The department of geography launches new environmental science and conservation program

Written by Ruth Wendlandt on |
Students doing classwork outside
Dr. Chris Underwood and student
Dr. Chris Underwood conducting fieldwork with student (2017)

The University of Wisconsin-Platteville Department of Geography is now offering a new undergraduate degree, environmental science and conservation. The program launched this fall with more than a dozen students declaring the major.

“The B.S. in environmental science and conservation is a multi-dimensional degree built upon curriculum from the natural, physical and social sciences, as well as the humanities and technology,” said Dr. Kory Wein, interim dean of the College of Liberal Arts and Education. “The College of LAE is the perfect home for such a diverse degree. This offering provides a highly desirable major that will engage our students in modern approaches to environmental stewardship and conservation and prepare them to solve environmental problems in the 21st century.”

According to Dr. Chris Underwood, associate professor of geography and department chair, the program is transdisciplinary and comes at a crucial time when there are so many critical environmental issues to address. In developing the curriculum Underwood worked with a team consisting of two faculty members from the Colleges of BILSA and LAE and one faculty member from the College of EMS.

“We are at a stage globally as a species that we have never faced before. We have created so many issues on the land, in the air and water,” he said. “It is one of the most important majors we could offer at the university right now.”
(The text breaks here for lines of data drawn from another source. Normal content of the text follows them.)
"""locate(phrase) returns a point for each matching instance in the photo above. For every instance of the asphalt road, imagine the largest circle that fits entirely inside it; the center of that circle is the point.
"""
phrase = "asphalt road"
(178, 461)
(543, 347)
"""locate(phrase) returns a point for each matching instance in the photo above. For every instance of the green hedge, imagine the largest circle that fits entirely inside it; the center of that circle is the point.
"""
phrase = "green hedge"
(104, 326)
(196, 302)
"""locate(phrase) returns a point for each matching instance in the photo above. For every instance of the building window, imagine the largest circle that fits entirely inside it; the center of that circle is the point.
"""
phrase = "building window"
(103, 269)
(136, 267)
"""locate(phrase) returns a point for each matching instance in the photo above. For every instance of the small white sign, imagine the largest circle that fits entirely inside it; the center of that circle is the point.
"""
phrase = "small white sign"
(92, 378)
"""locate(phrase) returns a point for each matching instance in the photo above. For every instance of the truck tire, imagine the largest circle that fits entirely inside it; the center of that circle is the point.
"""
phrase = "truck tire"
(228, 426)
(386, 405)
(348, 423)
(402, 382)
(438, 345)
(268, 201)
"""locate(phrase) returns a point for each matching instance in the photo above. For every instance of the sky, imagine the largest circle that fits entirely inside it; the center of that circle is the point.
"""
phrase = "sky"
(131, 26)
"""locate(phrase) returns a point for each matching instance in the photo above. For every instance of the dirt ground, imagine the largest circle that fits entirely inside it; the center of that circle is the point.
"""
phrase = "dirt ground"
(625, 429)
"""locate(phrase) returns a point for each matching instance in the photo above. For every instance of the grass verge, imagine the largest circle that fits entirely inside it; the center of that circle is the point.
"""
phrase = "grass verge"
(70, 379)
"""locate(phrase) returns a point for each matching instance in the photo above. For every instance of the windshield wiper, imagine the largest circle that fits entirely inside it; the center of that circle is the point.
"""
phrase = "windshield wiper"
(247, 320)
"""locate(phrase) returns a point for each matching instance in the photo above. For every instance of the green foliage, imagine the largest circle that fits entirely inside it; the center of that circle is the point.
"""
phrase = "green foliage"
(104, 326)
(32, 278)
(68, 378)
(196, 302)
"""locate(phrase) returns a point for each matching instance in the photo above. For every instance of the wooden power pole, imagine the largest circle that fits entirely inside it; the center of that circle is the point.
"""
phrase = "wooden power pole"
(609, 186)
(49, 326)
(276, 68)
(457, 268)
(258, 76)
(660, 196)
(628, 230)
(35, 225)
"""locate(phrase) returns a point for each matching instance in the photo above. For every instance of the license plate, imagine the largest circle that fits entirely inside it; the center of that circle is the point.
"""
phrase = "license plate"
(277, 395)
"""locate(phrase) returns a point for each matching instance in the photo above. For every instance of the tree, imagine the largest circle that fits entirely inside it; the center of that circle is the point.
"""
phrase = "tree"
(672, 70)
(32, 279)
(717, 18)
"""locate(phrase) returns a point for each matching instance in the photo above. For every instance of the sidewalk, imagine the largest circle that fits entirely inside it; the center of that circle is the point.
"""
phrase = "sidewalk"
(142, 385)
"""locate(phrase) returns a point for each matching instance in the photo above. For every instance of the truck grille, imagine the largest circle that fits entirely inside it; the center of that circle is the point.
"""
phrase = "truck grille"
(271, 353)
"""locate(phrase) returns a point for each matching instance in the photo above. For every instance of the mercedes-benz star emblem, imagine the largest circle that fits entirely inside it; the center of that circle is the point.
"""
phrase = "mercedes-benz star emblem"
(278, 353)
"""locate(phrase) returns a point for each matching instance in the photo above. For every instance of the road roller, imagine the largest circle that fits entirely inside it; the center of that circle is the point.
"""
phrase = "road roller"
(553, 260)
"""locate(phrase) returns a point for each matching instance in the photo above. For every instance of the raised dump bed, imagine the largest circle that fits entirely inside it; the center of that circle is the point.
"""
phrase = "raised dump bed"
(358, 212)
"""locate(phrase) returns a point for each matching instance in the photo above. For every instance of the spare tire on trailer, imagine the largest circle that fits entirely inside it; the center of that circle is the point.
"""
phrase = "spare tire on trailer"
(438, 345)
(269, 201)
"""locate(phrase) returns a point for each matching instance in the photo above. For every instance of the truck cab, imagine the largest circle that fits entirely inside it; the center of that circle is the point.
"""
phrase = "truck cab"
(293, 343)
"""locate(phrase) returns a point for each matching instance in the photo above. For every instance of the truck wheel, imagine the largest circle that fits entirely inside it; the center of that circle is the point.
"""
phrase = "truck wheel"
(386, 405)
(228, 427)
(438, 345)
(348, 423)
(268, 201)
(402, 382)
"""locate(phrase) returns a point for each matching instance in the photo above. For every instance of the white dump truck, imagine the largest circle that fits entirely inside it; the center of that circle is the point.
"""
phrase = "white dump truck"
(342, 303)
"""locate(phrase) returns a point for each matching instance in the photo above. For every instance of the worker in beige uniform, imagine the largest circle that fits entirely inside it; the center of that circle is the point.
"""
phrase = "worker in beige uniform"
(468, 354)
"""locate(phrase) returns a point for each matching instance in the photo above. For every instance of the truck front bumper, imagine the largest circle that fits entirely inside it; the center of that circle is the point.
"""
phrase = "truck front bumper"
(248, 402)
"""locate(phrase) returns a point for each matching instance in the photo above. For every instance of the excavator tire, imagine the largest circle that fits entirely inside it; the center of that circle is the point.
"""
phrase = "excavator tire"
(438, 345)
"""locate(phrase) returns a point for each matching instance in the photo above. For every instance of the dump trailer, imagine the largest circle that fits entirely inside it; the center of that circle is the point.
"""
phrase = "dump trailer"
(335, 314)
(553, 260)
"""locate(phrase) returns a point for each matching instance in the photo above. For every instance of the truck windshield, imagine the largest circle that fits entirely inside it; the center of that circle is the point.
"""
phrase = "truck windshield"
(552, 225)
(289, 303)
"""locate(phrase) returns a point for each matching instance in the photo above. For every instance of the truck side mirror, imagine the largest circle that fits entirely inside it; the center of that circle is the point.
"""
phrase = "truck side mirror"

Prior to unveiling the program, the department of geography only offered an environmental science minor. Now that the major has gone live, Underwood said he’s been receiving positive feedback from both current and prospective students.

“My excitement is off the charts. I’m absolutely thrilled to be able to offer this curriculum to our students,” he said. “In these first few months, we have had students declare this as their first major and a handful of students who have transitioned from other degrees into this degree. We are also seeing high school students who are signing up for virtual visits.”

The new program curriculum focuses on five major themes: foundational environmental principals, people in the environment, land conservation and management, physical resources and environmental systems, and environmental issues and policy. Within all of these major themes, students will have opportunities in field-based learning, geospatial techniques (e.g., GIS), and undergraduate research opportunities.

“Our department has a long and rich history of field-based courses,” Underwood said. “We cannot have a degree like this and not take our students outdoors and teach in the outdoor living laboratory. We will continue and grow that tradition with this new degree.”

Another aspect of the program is an emphasis on students learning the human history of the land. Faculty in environmental science and conservation and other departments in the College of LAE are in the process of crafting a Land Acknowledgement Statement that will encourage students to reflect on the people who originally inhabited this land.

“Most modern cities and towns in the United States, including the colleges and universities therein, exist today because in the not-too-distant past, European colonizers took this land from Native Americans,” Underwood said. “For the new environmental science and conservation major one of the things we want our students to walk away with is a full understanding of not only western science, but also how Indigenous people cared for the land.”

Underwood is looking forward to what lies ahead for the program. He hopes graduates earning this degree will be even more mindful and better stewards of the land.

“We are excited about the trajectory of this major and the potential collaborations with other environmental and sustainability geared programs on campus,” he said. “I think there is so much potential for us to work together and deliver a world class environmental education for UW-Platteville students.”